Je rédige ce billet dans une région du monde qui s’apprête à quitter l’été pour entrer dans l’automne. Nous nous trouvons à un carrefour où s’entrecroisent le temps des vacances et les longs mois de travail et de vie régulière.
Les sentiments sont partagés. Les uns quittent à regret la belle saison du repos et de la fantaisie. D’autres s’empressent de rentrer au travail. Nos états d’âme dépendent du sens que nous donnons aux choses, aux personnes, aux événements. Nous ne tenons pas à certaines réalités pour elles-mêmes mais pour le sens qu’elles ont dans notre existence. Tel arbre m’intéresse à cause de l’intérêt que j’ai pour l’horticulture ou l’écologie. Telle lettre m’est chère parce qu’elle est signée par une personne que j’aime.

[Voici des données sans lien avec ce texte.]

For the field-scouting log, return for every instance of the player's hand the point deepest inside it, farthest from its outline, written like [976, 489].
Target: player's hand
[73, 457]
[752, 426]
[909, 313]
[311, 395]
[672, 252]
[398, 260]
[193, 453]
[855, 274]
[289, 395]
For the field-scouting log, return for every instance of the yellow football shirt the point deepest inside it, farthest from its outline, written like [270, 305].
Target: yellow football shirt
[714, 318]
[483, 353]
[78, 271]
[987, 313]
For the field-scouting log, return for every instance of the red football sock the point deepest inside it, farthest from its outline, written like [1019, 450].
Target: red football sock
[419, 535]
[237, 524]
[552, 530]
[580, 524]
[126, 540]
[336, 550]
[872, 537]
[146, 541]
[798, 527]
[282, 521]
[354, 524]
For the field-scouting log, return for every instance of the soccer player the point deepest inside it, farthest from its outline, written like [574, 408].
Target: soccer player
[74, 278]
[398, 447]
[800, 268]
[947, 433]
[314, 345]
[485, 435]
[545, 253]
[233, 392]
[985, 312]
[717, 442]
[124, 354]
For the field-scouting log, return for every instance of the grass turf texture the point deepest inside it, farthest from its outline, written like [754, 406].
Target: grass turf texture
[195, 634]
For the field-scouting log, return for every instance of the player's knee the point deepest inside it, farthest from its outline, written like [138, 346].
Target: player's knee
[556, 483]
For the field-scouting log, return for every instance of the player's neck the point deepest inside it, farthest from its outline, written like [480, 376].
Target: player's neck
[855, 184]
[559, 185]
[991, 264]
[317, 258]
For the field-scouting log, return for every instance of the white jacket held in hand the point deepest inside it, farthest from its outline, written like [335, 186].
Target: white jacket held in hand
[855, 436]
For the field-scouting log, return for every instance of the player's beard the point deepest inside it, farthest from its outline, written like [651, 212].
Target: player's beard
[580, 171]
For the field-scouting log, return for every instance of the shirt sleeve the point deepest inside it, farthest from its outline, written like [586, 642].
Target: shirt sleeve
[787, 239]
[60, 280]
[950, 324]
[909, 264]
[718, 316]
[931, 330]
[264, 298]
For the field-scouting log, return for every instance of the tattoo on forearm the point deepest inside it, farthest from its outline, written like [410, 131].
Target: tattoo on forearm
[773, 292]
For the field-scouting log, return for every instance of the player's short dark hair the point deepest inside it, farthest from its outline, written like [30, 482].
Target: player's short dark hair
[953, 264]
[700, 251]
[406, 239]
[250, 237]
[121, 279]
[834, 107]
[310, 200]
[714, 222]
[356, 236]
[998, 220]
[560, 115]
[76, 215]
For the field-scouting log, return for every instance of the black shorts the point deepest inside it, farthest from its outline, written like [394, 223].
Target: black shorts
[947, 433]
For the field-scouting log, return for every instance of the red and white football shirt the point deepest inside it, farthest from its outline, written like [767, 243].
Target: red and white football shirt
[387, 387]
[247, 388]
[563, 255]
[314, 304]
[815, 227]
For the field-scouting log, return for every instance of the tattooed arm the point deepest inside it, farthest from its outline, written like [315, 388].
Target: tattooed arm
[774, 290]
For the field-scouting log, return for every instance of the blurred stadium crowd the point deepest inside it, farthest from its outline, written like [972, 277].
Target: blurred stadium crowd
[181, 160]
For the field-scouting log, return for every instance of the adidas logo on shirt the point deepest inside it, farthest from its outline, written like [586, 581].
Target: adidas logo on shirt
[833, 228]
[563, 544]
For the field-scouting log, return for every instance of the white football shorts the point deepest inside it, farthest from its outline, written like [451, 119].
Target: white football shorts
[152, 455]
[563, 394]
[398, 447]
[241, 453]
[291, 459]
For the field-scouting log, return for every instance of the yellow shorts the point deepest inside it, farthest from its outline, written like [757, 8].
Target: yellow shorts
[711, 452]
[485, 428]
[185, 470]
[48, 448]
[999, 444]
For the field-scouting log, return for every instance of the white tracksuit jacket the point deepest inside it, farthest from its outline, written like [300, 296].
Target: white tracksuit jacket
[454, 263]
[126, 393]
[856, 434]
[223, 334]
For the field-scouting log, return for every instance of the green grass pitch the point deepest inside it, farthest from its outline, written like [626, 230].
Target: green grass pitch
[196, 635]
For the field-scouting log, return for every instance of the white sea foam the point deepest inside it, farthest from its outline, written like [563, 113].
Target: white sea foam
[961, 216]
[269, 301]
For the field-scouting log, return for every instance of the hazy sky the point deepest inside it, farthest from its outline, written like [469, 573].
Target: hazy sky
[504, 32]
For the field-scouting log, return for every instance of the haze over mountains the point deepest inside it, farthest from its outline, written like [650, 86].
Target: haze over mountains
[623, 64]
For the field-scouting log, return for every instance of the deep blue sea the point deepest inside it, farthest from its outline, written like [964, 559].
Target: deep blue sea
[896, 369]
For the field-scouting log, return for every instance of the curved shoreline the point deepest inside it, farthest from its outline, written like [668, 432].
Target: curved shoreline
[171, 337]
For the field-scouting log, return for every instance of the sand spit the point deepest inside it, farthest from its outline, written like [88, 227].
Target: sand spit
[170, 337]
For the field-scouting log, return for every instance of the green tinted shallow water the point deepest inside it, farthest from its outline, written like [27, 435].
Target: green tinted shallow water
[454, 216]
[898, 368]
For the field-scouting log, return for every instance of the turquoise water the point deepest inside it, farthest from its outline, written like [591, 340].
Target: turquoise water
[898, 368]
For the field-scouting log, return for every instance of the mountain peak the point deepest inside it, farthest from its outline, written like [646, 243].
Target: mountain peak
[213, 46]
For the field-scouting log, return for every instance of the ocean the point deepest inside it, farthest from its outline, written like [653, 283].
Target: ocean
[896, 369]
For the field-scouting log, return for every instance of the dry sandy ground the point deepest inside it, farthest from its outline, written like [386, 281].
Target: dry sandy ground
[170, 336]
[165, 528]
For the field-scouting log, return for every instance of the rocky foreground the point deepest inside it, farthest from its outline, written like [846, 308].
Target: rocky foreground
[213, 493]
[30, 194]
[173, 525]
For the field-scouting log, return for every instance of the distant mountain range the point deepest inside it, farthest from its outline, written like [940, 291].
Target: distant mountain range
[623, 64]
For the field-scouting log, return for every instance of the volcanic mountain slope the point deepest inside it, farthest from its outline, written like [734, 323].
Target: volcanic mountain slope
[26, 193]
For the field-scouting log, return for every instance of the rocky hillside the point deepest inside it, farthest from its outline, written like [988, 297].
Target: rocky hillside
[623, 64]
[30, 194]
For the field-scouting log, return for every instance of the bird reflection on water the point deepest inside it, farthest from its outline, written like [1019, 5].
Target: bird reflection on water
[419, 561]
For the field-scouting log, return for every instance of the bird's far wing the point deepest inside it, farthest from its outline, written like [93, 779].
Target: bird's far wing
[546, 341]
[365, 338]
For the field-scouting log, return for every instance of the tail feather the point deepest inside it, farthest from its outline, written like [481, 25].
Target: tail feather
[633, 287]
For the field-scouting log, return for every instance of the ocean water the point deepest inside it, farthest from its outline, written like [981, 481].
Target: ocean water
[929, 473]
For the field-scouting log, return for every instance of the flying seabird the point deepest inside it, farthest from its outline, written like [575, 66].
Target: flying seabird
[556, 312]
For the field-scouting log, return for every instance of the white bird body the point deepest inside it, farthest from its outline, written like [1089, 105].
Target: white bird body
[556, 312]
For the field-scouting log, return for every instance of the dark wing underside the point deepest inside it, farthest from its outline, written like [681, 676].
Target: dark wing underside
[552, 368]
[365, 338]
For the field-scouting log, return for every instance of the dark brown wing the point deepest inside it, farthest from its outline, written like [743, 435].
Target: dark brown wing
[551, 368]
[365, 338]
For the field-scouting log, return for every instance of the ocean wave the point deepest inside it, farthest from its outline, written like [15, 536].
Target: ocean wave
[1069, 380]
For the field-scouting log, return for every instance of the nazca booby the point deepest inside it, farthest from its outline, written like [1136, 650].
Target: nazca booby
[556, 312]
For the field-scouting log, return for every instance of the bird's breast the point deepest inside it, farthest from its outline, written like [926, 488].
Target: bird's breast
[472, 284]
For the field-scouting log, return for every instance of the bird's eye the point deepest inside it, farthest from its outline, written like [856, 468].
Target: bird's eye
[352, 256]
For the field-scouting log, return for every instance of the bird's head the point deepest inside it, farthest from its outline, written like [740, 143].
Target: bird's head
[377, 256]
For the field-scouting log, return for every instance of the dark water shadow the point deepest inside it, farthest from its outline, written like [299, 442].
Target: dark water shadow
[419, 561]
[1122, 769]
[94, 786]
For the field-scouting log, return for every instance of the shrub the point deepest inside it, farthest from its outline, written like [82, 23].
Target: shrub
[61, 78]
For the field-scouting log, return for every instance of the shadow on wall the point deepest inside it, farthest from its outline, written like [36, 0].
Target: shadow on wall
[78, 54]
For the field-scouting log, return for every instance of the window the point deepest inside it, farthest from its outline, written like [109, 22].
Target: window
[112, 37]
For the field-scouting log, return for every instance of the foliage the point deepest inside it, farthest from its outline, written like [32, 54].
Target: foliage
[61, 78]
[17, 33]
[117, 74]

Le bout de papier dans le caniveau me laisse froid; je n’en vois pas l’utilité.
Nous vivons du sens que nous donnons aux êtres et aux événements. Très jeunes, nous avons lancé nos premières questions avec des «pourquoi?». Un jour, un enfant talonnait constamment son père avec ses questions. Le père ajouta la sienne: «Pourquoi me poses-tu toutes ces questions?» Et l’enfant de répondre aussitôt: «Parce que…» Rien d’autre! Parce que… Le petit n’avait pas les mots pour préciser. Il avait surtout découvert que les choses existent pour une raison ou pour une autre. Y compris les questions que nous posons pour trouver le sens.
Woody Allen a dit quelque chose comme ceci: «La réponse est oui. Mais quelle peut bien être la question?» Derrière l’affirmation, je crois détecter que le sens nous habite bien avant que les êtres et les événements se présentent à nous. Lentement se sont forgées en nous trois questions: «Qui suis-je? D’où est-ce que je viens? Où vais-je?». Dès les premières fois que nous posons ces trois questions, nous construisons des embryons de réponses. Et nous passons le reste de notre vie à étoffer celles-ci, à les enrichir de nos découvertes et de nos expériences. Mais Woody Allen m’amène plus loin. Il me laisse entendre que le sens réside en moi bien avant les questions que je peux poser sur la signification de la réalité. Bien avant que surgissent les questions, il y a déjà en moi une réponse. Ne serions-nous pas en train de chercher un sens qui nous habite déjà? Nos questions ne révèlent-elles pas que nous cherchons ce qui correspond aux significations qui demeurent en nous, qui nous font vivre, qui nous font agir?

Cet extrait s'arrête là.